I’m a sound space researcher and sound creative. I focus on sound experience and listening techniques. I develop projects in the fields of the performing arts, spatial design, sound ethnography and sound education.
The football project concerns the nexus of public space, social performance and social control in contemporary Italian football. The aim of the research is to trace mechanisms of social interaction and aesthetic creation in football supporters’ subculture via an examination of the sound practices shared by the nationally known group Brescia 1911. Relations between sound production and space construction are investigated especially in the light of dynamics of social control adopted in football grounds in the last years.
Tell us how it all began.
Everything started more than seven years ago. In 2002 I went to a football game in my hometown of Brescia, Italy. Not at that point a follower of the team Brescia, and at best a mediocre audience member, I was immediately struck by the participative and theatrical sonic dimension of the stadium, pitch and the two opposing groups of supporters.
The stadium appeared to me as an acoustic arena inhabited by a unique auditory subculture that selected and attached importance to specific sonic events as well as to the stadium’s unique spatial attributes. Supporters used the stadium as a stage on which to exhibit themselves and express their behavioural codes. With these latter varying according to the complexity of the setting, the stadium turned into something completely different from what, based on my experience watching televised matches, I had previously imagined it to be.
The place was thick with undecipherable signs; nothing was as easily accessible and obvious as it appeared on TV. Consequently, I felt like an outsider who had just discovered a fundamental disjuncture between the game and the game as shown on TV. In order to understand this newly apperceived dimension, I began to investigate the participation and activity of the supporters as a form of sound-space awareness. After that first match, I became a regular attendee and began recording the chants of Brescia’s supporters as well as the larger soundscape of the stadium.
The experiences accumulated over my first year of fieldwork (Summer 2002 to May 2003) caused me to listen to the aural dimension of the stadium as an ongoing extemporary sound mix that was not set a priori but created, organized and performed in real time by a large number of people whose modes of listening were highly situated, dynamic and responsive.

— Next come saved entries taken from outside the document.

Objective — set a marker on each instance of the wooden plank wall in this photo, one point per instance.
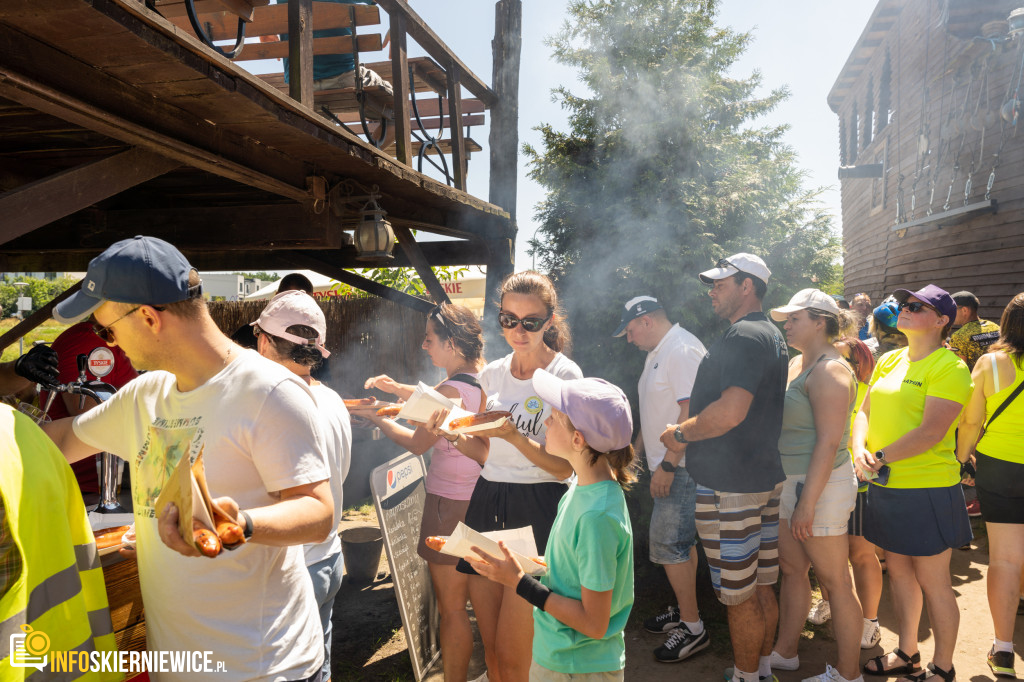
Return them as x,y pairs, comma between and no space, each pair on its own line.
982,254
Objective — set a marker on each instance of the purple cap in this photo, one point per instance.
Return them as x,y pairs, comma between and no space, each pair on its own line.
935,297
598,410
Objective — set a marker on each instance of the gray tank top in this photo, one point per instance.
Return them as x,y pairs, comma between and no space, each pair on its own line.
796,442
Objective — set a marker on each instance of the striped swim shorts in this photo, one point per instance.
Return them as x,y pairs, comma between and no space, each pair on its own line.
739,534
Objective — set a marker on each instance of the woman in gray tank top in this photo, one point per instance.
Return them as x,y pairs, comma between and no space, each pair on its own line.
820,487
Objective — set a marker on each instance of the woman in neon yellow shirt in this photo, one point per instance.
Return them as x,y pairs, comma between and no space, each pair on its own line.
1000,473
903,437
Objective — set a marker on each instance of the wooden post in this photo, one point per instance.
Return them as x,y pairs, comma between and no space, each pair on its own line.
506,47
402,87
455,126
300,51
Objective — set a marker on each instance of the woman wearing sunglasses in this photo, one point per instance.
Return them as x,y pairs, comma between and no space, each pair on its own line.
520,483
454,341
998,407
820,487
914,510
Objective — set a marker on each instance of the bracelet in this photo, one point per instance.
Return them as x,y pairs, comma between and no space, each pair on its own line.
532,591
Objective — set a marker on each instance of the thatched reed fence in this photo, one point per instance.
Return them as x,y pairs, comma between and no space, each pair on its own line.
366,337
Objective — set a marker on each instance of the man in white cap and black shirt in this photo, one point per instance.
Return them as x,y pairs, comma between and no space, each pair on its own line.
731,448
256,424
673,357
291,331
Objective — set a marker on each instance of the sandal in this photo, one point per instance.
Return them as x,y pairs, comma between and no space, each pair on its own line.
910,667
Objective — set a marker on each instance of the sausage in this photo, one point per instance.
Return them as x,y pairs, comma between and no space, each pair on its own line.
479,418
206,540
108,538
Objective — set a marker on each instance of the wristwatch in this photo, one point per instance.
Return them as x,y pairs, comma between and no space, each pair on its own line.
678,434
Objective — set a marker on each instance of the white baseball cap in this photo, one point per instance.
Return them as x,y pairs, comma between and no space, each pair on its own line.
740,262
814,299
294,307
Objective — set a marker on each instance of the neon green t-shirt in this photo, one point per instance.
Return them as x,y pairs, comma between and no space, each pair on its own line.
898,391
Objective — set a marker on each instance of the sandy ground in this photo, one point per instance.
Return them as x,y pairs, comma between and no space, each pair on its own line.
369,643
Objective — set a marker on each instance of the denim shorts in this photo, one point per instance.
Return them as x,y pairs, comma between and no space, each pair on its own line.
673,528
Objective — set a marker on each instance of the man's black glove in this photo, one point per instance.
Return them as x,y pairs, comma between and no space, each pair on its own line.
39,366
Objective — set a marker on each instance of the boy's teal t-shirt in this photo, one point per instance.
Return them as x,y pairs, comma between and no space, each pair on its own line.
590,546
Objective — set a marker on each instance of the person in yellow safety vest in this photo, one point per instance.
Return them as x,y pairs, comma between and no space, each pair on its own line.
51,585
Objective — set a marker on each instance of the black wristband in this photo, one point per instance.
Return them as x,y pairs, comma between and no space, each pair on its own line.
248,530
532,591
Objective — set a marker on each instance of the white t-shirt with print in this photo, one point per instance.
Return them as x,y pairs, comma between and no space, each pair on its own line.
505,463
338,450
668,378
258,428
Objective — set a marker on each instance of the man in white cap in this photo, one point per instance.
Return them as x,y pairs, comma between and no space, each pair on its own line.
291,331
731,446
671,367
256,424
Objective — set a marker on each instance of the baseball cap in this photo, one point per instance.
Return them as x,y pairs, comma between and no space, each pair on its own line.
597,409
740,262
294,307
806,298
636,307
936,297
145,270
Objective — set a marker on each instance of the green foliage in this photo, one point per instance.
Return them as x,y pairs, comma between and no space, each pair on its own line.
663,172
41,291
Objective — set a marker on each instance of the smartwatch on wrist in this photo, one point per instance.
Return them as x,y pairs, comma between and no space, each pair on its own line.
678,434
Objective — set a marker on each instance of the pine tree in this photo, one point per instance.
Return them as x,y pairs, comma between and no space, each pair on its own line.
663,172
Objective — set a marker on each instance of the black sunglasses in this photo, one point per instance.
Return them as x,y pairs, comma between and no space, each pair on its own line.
509,321
107,333
914,306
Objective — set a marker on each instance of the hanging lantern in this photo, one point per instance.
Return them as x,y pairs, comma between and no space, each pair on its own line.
374,237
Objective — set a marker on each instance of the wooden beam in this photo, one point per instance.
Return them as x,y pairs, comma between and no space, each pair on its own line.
401,85
43,98
330,269
436,48
415,255
300,51
42,202
459,156
36,318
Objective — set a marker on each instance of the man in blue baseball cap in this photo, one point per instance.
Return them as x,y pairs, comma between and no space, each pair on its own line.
256,424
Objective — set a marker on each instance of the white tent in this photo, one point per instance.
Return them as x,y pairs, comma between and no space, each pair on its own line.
468,289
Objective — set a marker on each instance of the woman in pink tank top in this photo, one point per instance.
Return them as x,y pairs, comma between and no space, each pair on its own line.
455,342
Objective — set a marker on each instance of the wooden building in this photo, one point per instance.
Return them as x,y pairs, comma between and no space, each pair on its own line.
126,117
931,153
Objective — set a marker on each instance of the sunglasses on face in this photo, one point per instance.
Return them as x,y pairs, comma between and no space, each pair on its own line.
107,333
915,306
529,324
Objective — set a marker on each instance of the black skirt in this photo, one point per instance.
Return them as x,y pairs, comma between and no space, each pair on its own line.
497,506
915,521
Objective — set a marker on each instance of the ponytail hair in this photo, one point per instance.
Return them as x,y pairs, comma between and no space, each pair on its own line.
530,283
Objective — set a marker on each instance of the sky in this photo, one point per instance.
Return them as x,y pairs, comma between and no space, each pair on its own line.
800,44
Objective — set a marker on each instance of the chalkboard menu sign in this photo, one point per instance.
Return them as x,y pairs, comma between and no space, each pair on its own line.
398,495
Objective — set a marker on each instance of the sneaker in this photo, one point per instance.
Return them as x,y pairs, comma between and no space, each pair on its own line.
682,644
663,622
728,677
974,509
820,612
1001,664
778,662
871,635
832,675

What are your results, socially and sonically speaking?
Football chants consolidate place possession and sense of community; they enable identification and instantiate identity, belonging and social cohesion.
In the chants there resides the history of the supporters and the team, with the chants themselves functioning as a living oral memory that recalls past events and renovates connections among different generations of stadium-goers. Chants are always built upon and anchored to specific environments. Occurring only under certain circumstances, they are integrated into a far wider context than that portion of the stadium from which they are launched. In fact, sound production is exchanged not only in relation to what happens on the pitch. As well, it is sensitive, for example, to the activities of the two competing groups of supporters, to the police’s treatment of them, and to the socio-political situation outside the stadium.
And now the classic one: what is Sound for you?
Sound is relation, listening to the space between yourself and the rest.
What are your plans now, and were can we listen to this project?
For now the main page of the project is this. You can also listen something here. For the future I’m planning to create a dedicated blog but the more ambitious idea is to realize a sound ethnography video documentary with interviews and audiovisual material from different groups of italian supporters.